Donato propôs emenda para aumentar de duas para três pessoas o número máximo de beneficiados pelo auxílio, o que foi apoiado pela base de Covas após acordo.

A expectativa inicial da prefeitura era gastar R$ 300 milhões para atender 480 mil famílias. No entanto, após a emenda de Donato não foram apresentados novos números.

"É claro que jamais vamos ser contrários a que se conceda qualquer tipo de ajuda a quem precisa", afirmou Alfredinho. "[Mas] é um projeto eleitoreiro!"

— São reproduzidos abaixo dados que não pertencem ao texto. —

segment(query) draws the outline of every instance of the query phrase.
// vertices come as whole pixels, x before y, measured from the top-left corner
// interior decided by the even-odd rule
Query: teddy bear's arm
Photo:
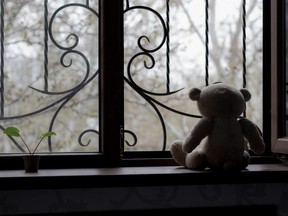
[[[239,123],[243,134],[247,139],[250,149],[256,154],[262,154],[265,151],[265,143],[257,126],[247,118],[241,118]]]
[[[203,117],[200,119],[191,130],[190,134],[186,137],[183,143],[183,151],[191,152],[195,149],[205,138],[212,129],[212,119]]]

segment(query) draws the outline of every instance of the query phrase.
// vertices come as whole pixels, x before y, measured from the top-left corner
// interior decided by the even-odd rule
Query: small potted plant
[[[35,155],[35,152],[45,137],[56,135],[56,133],[53,131],[42,133],[36,147],[33,149],[33,151],[31,151],[17,127],[4,128],[3,132],[8,136],[19,137],[25,145],[27,149],[27,154],[23,156],[25,172],[38,172],[40,155]]]

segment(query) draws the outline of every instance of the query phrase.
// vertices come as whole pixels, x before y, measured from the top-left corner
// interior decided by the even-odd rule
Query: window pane
[[[98,1],[2,6],[1,126],[17,126],[32,146],[55,131],[41,152],[97,152]],[[0,137],[0,152],[21,152]]]
[[[262,128],[263,2],[247,1],[245,10],[242,0],[208,2],[206,16],[202,0],[126,1],[126,151],[169,150],[183,139],[199,119],[188,91],[206,79],[246,87],[252,94],[246,115]]]

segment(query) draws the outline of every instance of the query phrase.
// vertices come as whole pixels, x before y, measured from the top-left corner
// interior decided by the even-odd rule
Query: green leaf
[[[9,136],[20,136],[20,130],[16,127],[7,127],[3,130],[3,132]]]
[[[49,137],[49,136],[53,136],[53,135],[56,135],[56,133],[53,131],[42,133],[42,137]]]

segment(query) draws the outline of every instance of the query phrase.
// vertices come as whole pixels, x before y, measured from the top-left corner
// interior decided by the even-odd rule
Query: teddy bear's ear
[[[201,90],[198,89],[198,88],[192,88],[190,91],[189,91],[189,98],[193,101],[197,101],[199,100],[200,98],[200,93],[201,93]]]
[[[245,101],[249,101],[251,99],[251,94],[247,89],[240,89],[240,92],[244,96]]]

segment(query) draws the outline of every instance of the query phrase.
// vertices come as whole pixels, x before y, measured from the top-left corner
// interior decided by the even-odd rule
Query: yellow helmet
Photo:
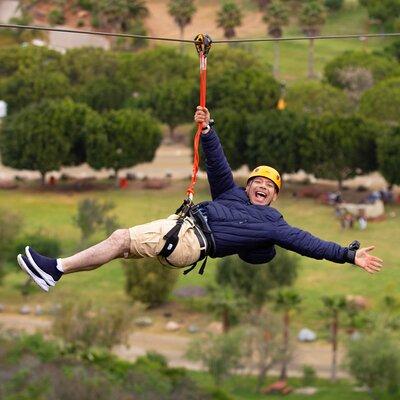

Police Neto (PSD) se referiu à medida como "voucher eleitoral" e questionou se a Câmara contribuía para a criação da "pior das pandemias possíveis, que é a mentira no processo eleitoral".

"Me assusta, porque a gente precisa ainda entender o que motivou a votar hoje e não há três meses, há seis meses, há três anos”, disse o aliado do candidato a prefeito Andrea Matarazzo (PSD).

Fabio Riva (PSDB) rebateu os colegas e disse que a medida teve andamento agora porque a prefeitura está "com as finanças mais saneadas". "O prefeito Bruno Covas entende e nós entendemos que esse auxílio será importante para muitas pessoas."

Em outra frente, adversários de Covas já avaliam questionar na Justiça Eleitoral a legalidade do pagamento de novo benefício em plena campanha.

A legislação proíbe, por exemplo, a distribuição de bens e valores em ano eleitoral, mas em 2020 foram estabelecidas exceções por causa da situação de emergência provocada pela Covid-19.

O vereador Fernando Holiday (Patriota), um dos que votaram contra o projeto, fez uma petição para o Ministério Público Eleitoral com o objetivo de barrar a lei. Além disso, entrou com ação na Justiça Eleitoral pedindo suspensão via liminar.

"Vejo como uma tentativa desesperada de assumir a liderança nas pesquisas. Há uma tentativa do Covas de fazer o seu próprio auxílio paulistano. Pretende se mostrar mais eficiente que o Russomanno, mas na prática se trata de uma compra de votos descarada", afirmou Holiday.

Advogado da campanha de Márcio França, Anderson Pomini também analisa o caso. "Forçar a criação de uma renda básica durante o período eleitoral avança para um ato claramente eleitoreiro."

"Se a ação pretendida fosse legítima e emergencial, o prefeito já poderia ter implementado independentemente de lei", diz Pomini.

A campanha de Covas não comentou o assunto. Informalmente, assessores dizem que é preciso esperar a conclusão da votação na Câmara para se ter clareza sobre as condições do programa.